You can see the stamens curved up around the bee’s back depositing their pollen.
This got me thinking about using this in a project where I am trying to get children to engage more with nature. The project is called “From Screen World to Real World” and the idea is to get children to use the screens on their phones and tablets to explore the real world. The photo of this bee made me think of the following, which is especially relevant with all the insects flying about now in the summer heat.
Flowers make good landing pads, so why not look for insects on them and take their photographs?



In this way, you or your children experience what it is like to be a wildlife photographer – with insects flying away as you click, the wind blowing a flower out of view or out of focus – but also feeling the joy when you get a good clear picture.
Taking pictures of insects soon reveals the biodiversity in this group of animals, and this is an aim of ours – to maintain or improve the biodiversity of all habitats.
So moving from Screen World to Real World in this way helps children realise what skills and luck are needed to take the good wildlife pictures we enjoy, and also helps develop an understanding of what biodiversity is about. Nature photography for children becomes not just an activity, but a gateway to environmental awareness and scientific observation skills.
Here are a few more pictures that have been sent in. Some are not on flowers, but for this wide-ranging project about biodiversity, it doesn’t matter.

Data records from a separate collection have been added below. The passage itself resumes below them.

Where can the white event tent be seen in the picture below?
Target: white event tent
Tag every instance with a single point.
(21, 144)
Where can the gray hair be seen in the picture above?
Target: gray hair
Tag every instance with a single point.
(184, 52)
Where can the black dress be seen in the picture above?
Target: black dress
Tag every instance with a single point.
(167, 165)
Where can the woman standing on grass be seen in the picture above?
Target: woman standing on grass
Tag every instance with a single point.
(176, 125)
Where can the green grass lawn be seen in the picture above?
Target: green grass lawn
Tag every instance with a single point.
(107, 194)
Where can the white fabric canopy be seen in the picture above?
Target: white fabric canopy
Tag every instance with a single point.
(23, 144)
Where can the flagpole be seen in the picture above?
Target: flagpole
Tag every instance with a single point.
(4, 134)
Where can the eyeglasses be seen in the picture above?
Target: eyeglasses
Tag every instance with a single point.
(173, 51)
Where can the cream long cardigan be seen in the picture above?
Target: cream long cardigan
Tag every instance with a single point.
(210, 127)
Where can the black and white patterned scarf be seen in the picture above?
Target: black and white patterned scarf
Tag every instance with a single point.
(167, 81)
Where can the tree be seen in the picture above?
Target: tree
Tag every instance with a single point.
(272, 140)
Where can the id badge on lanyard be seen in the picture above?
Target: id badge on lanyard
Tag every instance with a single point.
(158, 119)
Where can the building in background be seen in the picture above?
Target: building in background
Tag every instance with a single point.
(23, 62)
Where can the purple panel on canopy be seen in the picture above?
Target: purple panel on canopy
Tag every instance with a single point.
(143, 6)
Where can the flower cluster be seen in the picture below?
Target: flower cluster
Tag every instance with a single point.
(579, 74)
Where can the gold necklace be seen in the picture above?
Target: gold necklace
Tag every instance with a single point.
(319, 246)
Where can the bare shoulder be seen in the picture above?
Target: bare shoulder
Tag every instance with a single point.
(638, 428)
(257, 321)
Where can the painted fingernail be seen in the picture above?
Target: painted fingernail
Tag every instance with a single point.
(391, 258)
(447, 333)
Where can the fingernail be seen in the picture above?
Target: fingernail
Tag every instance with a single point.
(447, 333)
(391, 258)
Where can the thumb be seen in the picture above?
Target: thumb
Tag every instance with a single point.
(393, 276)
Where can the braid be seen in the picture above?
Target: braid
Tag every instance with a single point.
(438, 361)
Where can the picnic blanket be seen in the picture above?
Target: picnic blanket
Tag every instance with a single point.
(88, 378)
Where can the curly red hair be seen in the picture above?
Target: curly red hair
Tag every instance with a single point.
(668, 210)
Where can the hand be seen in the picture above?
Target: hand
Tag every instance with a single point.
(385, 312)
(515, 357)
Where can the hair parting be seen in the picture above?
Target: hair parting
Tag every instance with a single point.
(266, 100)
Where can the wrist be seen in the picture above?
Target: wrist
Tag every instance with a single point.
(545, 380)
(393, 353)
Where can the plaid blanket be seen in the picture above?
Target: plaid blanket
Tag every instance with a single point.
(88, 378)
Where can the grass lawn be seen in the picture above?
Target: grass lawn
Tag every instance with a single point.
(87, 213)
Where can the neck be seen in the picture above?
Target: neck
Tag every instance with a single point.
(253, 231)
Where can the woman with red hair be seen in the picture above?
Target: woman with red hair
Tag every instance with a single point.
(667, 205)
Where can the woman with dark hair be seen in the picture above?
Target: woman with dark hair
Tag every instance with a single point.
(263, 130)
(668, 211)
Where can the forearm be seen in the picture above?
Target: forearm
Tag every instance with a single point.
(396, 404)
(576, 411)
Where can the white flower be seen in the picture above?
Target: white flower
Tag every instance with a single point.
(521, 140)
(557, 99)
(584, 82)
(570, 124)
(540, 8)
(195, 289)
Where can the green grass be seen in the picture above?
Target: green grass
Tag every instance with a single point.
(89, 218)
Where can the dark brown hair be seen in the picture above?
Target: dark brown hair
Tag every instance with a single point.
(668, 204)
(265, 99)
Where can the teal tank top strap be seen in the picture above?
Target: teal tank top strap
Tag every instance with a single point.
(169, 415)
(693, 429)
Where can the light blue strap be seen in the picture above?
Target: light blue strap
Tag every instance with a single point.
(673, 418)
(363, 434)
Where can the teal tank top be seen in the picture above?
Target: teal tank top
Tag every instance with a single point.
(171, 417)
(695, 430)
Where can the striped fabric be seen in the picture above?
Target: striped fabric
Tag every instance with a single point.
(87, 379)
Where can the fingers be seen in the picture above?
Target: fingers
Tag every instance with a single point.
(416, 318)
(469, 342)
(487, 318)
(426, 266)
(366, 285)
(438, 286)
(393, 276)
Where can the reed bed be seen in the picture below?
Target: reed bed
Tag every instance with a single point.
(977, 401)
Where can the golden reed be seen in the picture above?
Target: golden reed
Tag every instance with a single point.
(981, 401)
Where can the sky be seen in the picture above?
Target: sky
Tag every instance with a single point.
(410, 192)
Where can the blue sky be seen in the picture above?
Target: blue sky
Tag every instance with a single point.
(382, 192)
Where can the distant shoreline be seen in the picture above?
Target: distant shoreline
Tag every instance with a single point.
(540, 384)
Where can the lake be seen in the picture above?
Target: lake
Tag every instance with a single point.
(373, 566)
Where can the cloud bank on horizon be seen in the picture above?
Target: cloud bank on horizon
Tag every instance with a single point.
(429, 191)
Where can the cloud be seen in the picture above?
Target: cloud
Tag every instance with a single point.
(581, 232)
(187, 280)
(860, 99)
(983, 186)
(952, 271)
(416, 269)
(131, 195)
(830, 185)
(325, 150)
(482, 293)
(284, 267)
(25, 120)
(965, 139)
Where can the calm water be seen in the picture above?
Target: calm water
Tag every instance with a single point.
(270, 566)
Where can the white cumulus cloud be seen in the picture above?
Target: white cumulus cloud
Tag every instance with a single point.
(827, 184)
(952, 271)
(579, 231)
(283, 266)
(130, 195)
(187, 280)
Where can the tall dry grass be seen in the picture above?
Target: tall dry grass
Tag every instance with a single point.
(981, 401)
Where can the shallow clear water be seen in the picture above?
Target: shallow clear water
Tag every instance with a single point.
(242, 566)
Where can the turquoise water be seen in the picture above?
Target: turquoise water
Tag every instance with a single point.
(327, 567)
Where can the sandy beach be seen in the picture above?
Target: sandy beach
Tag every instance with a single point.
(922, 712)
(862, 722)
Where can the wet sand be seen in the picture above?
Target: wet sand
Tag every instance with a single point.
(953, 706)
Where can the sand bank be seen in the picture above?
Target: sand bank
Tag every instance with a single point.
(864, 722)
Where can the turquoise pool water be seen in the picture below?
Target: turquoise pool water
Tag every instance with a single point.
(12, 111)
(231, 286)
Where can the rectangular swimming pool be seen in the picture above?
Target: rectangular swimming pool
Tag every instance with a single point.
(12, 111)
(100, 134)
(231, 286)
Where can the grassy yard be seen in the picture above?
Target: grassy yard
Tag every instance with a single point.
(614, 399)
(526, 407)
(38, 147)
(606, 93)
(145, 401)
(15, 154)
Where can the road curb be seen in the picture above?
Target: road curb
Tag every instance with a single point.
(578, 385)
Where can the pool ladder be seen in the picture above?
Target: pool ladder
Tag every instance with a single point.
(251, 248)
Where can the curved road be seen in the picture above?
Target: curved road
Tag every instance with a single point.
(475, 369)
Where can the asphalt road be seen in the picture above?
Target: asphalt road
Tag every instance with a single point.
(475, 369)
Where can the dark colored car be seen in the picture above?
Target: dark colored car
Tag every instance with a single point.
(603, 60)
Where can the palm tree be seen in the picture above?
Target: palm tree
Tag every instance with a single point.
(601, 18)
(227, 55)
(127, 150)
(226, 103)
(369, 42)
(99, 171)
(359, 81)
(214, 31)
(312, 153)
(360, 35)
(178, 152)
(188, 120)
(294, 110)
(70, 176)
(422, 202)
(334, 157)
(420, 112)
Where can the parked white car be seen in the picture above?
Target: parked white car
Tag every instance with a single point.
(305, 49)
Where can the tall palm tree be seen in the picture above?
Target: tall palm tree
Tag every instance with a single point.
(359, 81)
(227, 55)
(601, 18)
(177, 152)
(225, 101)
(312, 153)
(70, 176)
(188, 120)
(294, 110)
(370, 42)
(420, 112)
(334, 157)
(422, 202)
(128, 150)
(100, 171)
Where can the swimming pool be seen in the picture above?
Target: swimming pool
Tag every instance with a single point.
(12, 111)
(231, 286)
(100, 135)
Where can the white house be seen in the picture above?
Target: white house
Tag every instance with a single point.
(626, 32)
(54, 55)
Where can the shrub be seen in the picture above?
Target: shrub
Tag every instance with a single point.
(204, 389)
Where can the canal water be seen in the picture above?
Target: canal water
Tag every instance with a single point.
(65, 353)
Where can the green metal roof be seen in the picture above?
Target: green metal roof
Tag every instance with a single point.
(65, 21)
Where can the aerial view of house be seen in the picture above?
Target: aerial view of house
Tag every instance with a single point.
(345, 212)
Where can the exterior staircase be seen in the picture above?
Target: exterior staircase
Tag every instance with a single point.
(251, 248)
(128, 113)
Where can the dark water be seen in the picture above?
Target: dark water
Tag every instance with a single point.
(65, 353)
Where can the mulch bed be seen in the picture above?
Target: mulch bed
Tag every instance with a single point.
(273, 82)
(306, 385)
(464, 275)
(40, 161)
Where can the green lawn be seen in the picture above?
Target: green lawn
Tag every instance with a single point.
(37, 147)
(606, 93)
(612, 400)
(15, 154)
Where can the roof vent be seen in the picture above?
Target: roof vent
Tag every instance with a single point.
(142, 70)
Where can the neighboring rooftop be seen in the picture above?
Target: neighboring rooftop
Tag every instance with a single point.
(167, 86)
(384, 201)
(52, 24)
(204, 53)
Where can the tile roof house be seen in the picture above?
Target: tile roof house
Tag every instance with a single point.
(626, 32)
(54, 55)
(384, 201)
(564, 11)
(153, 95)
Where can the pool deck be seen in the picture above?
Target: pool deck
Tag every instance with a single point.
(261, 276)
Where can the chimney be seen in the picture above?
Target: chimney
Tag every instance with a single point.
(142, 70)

The pictures may not be perfect, but they record that people are getting out there and taking a closer look at the insects that share our planet.
The Peppered is the moth you may have met in high school biology lessons. It has two forms: a white-bodied and a black-bodied form. In industrial towns in the nineteenth and early twentieth centuries, soot from coal coated buildings and trees, making it easy for birds to pick off the white-bodied forms, leaving the black-bodied forms to breed and form colonies which in time may have become a separate species. Today these towns are no longer cloaked in soot, so the white-bodied forms can camouflage themselves again. Since this moth was found at our patch of the planet, which is near a town that was once a centre of the Industrial Revolution, it is particularly pleasing to see its return.
I am sure once you start photographing insects you will want to know more, so have a look at the websites of the Royal Entomological Society of London. Other countries have entomological societies too, and also check out Bug Life.